The Senate cannot prevent anything This is happening and WILL happen and the only thing people can do is prepare for the eventual demise of fiat currencies, especially the USD
Got GOLD? If you don’t, you should
This is a good article that puts it into perspective. I saw headlines this morning and they were very dramatic in stating, “New Home Sales Skyrocketed This Month!” but Wolf put it into perspective showing the range/levels reflected from 2016. Thanks, Wolf. The the transparency on Wolf Street is priceless.
As all roads use to lead to Rome – now all roads lead to the FED…and they have for a while. At first gradually, then suddenly will all their cheap money flooding the landscape with the excuse of helping the economy. You want a house? Well, you’ve come to the right place !!! You no longer need to toil and put away a 20% down payment (like in old fashioned times) as 5% will do nicely. I guess that is an improvement from 2008 when there was 0% down. This, along with all other FED meddling on a grand scale has put our economy and society in some kind of “altered state” as I really don’t know what to call it. This “altered state” will be painfully cleansed by the runaway depression train that is traveling toward all developed countries in including the USA and Canada. The various administrations, Treasury and FED, all working as one unholy cabal, have been borrowing for years from our kids, now their kids and possibly even their grandchildren as the “hit” parade just keeps on going. Girding the loins has become a full time job, but those with too much debt will be smacked down pretty hard. Simply beyond despicable !!!

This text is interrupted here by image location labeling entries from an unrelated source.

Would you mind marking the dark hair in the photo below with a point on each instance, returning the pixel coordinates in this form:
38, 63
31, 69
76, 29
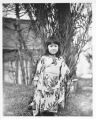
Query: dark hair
50, 41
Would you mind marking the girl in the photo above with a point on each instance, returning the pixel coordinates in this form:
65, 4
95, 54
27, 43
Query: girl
49, 80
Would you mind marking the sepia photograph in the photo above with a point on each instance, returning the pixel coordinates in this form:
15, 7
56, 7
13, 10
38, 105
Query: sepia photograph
47, 59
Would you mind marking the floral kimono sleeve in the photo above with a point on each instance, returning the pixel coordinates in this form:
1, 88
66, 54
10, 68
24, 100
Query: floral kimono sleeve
38, 70
64, 69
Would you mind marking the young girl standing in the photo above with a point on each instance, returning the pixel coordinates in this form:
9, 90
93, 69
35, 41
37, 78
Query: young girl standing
49, 80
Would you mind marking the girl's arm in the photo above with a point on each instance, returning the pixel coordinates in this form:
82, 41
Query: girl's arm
38, 72
64, 69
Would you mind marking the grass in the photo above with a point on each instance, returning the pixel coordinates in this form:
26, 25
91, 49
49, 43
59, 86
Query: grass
16, 99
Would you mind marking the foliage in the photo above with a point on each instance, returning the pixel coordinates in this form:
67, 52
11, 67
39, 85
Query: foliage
68, 22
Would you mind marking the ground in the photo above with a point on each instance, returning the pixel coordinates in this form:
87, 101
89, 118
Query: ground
16, 99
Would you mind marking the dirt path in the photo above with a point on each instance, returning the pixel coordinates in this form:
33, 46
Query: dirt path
16, 99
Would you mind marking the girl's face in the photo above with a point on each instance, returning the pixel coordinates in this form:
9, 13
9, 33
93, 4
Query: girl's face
53, 48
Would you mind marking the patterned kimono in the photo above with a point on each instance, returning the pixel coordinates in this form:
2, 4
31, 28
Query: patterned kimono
50, 76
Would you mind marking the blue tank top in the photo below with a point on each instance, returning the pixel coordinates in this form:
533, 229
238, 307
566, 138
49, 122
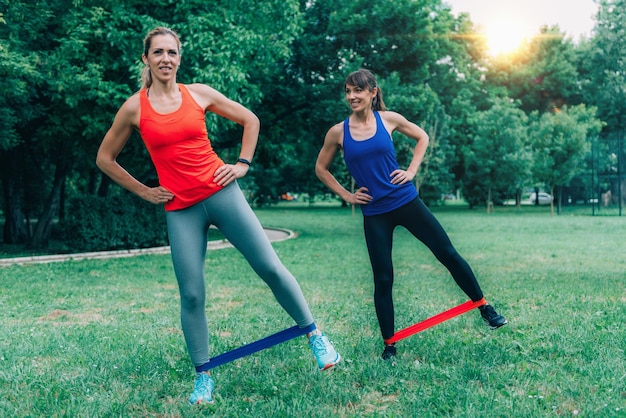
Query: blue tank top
371, 162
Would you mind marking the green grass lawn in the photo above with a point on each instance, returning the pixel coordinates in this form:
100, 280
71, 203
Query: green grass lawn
102, 338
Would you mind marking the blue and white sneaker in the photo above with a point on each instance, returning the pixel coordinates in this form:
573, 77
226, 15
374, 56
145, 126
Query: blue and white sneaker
203, 390
323, 351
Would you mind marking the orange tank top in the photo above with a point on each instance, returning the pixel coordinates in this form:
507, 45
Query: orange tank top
181, 151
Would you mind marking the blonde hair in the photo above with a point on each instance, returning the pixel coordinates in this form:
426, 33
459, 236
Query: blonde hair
146, 75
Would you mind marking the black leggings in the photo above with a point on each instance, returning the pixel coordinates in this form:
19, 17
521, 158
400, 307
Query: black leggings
420, 222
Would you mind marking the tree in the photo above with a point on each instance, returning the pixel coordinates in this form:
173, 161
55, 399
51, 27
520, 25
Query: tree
498, 159
560, 142
542, 75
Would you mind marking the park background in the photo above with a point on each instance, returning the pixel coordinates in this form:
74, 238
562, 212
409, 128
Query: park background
548, 116
100, 338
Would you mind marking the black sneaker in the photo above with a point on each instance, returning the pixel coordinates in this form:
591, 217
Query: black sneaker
491, 317
389, 352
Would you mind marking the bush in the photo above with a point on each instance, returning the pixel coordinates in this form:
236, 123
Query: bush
122, 222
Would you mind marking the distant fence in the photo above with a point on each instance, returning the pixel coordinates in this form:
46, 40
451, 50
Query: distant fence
608, 174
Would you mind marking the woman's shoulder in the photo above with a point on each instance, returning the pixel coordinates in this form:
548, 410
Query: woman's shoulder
132, 103
336, 130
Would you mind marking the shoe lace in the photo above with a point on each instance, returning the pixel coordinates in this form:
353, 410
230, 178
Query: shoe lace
201, 381
489, 312
319, 346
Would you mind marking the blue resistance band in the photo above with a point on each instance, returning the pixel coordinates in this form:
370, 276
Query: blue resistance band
253, 347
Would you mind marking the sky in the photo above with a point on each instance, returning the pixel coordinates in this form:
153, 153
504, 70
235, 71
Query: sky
507, 22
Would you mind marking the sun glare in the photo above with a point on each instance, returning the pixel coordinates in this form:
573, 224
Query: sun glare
504, 37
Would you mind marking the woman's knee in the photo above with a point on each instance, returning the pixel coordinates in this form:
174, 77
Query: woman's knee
191, 299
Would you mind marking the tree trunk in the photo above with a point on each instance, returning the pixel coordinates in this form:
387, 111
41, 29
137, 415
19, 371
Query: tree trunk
41, 236
15, 231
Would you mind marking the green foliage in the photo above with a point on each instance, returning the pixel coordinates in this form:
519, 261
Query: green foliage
66, 66
498, 160
121, 222
602, 63
560, 142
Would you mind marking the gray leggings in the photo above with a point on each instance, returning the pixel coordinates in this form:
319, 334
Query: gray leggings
229, 211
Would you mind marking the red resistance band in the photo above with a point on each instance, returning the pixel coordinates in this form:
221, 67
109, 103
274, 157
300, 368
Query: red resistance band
434, 320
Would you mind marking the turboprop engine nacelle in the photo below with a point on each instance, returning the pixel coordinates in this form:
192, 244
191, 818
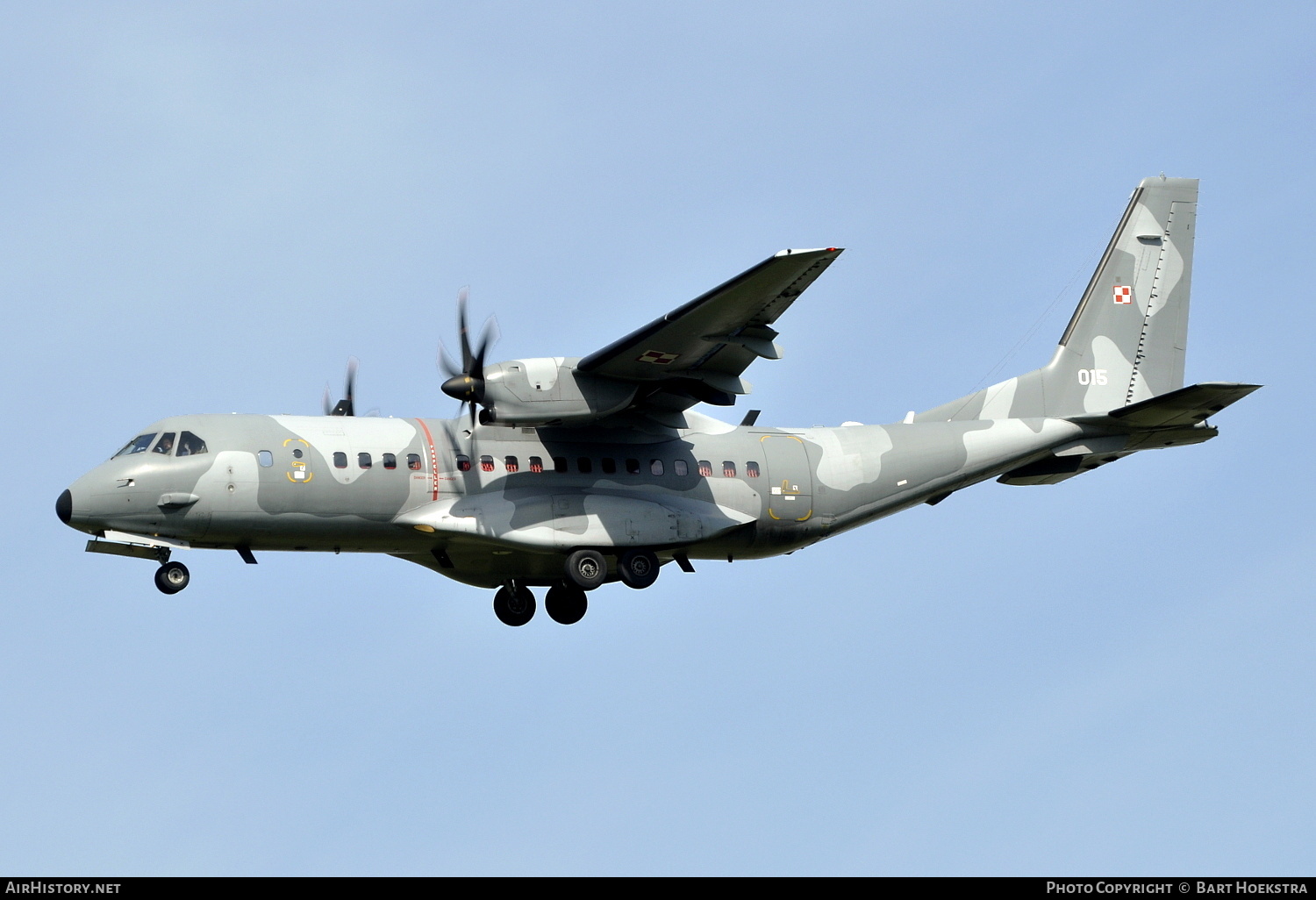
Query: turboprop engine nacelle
549, 392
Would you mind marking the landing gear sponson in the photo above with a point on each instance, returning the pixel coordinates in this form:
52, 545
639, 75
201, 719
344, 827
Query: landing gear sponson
566, 602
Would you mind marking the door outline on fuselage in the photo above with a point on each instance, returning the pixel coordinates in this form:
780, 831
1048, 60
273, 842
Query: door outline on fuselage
789, 462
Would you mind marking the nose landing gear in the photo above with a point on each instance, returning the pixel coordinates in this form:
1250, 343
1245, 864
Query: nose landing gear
171, 578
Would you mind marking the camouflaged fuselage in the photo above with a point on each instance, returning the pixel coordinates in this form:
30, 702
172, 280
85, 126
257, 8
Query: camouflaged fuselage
252, 489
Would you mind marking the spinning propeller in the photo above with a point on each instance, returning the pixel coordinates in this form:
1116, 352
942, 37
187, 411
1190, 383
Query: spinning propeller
468, 382
344, 407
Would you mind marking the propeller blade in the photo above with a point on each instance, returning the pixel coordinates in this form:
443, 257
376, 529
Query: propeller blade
345, 407
445, 362
349, 402
468, 357
489, 337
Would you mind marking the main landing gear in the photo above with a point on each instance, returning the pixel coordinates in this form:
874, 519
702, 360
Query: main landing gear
513, 604
566, 603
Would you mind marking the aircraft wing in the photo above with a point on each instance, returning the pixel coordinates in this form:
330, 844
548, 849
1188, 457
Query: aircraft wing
697, 352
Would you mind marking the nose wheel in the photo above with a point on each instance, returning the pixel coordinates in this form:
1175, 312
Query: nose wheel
171, 578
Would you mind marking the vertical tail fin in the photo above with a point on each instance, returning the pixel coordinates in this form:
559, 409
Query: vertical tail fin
1128, 336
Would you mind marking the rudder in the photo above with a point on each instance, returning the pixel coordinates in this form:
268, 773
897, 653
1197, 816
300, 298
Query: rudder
1128, 336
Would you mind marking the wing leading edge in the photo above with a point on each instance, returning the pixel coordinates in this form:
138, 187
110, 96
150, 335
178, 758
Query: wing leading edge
697, 352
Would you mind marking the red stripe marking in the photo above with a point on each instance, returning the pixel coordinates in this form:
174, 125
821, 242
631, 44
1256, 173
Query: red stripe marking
433, 455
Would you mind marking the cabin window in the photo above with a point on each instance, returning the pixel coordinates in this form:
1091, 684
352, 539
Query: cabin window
190, 445
139, 444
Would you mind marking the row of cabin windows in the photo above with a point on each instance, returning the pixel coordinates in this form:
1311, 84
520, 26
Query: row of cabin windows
387, 461
608, 466
363, 460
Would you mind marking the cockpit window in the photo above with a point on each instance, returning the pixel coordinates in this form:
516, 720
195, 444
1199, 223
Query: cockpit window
139, 444
190, 445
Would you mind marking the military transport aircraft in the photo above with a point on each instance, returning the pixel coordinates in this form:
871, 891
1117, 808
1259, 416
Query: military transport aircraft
574, 473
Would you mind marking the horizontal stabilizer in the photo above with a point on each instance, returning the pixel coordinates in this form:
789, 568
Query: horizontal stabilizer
1179, 408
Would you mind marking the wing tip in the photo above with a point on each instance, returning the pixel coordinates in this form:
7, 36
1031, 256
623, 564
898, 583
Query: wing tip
795, 253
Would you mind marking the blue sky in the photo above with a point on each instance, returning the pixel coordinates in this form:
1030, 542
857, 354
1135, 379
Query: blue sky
208, 207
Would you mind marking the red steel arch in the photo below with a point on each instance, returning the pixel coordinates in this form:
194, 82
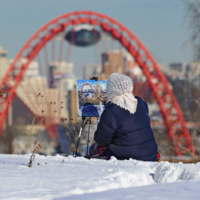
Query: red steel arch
173, 118
84, 85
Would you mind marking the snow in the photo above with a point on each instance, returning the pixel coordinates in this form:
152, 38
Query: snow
80, 178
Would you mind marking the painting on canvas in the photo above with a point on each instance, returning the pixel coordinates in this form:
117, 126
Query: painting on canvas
92, 97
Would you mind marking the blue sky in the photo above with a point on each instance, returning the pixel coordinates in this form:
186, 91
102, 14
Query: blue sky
159, 24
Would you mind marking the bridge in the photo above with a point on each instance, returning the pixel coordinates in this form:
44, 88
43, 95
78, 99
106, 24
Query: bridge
174, 122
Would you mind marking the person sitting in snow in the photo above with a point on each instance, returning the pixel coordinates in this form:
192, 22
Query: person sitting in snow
124, 129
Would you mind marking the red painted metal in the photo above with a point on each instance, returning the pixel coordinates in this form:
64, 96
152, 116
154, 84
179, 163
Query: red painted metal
85, 85
169, 108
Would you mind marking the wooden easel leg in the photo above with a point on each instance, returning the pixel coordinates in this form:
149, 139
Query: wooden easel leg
80, 132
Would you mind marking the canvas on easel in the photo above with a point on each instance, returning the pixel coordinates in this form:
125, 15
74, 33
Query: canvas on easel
92, 97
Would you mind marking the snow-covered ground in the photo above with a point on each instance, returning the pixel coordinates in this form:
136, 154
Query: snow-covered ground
82, 179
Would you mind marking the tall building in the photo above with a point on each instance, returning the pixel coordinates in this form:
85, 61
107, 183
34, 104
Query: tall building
112, 61
91, 70
4, 63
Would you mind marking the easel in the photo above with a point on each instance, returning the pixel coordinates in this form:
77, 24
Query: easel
81, 129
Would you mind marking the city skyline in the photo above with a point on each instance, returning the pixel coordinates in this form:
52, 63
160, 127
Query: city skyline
152, 22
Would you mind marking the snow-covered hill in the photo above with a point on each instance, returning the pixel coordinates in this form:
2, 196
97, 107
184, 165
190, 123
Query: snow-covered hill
82, 179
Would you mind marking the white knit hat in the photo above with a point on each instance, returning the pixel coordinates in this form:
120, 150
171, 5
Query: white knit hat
119, 91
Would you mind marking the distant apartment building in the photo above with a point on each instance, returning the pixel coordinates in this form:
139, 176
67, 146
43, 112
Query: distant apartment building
4, 62
184, 71
112, 61
91, 70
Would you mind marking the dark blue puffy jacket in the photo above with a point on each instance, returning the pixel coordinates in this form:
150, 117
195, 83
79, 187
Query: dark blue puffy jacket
127, 135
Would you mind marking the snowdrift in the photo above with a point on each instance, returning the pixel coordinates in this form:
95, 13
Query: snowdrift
80, 178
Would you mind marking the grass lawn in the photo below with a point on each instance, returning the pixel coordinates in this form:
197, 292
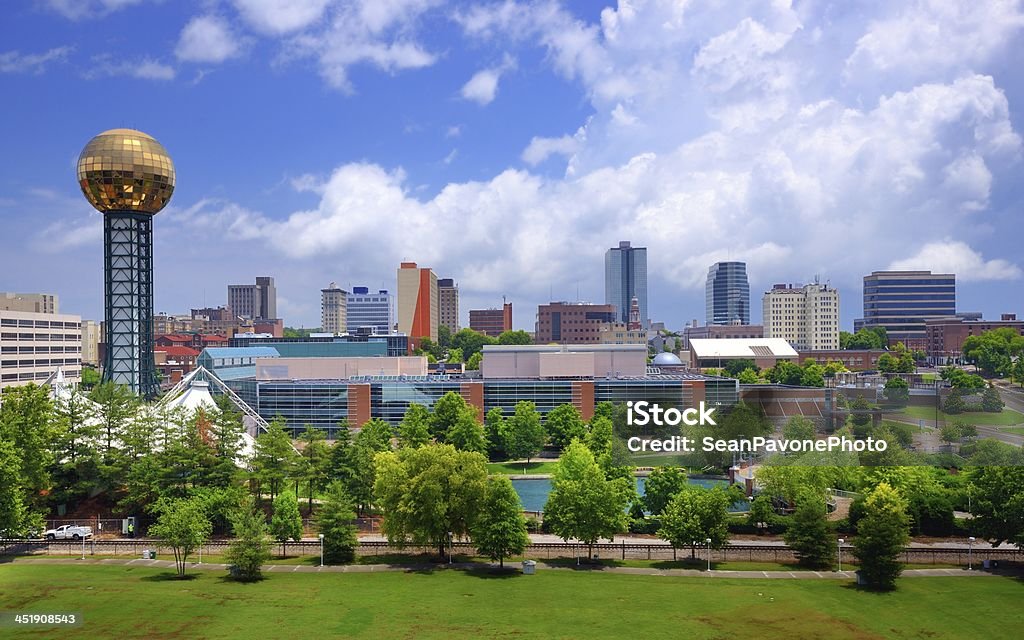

“There has been reporting by homebuilders on interest in new houses, as some home buyers sought to avoid buying someone else’s home due to the issues of the pandemic, such as social distancing requirements and the fear of spreading or catching the virus. The pandemic-induced “move to the suburbs” is also said to contribute to interest in new houses.”
This beggars belief.
I rather more suspect that “buyers of new homes” (aka “buyers of new mortgages”) are reflective of the insane degree of HOPE out there. They are not in any fear of losing their jobs. They are confident their choice will attract a higher price when later sold to a greater fool. And they think things will only get better…
They say people go mad in herds but only regain sanity one by one. This economy desperately NEEDS job losses: it might bring back reality.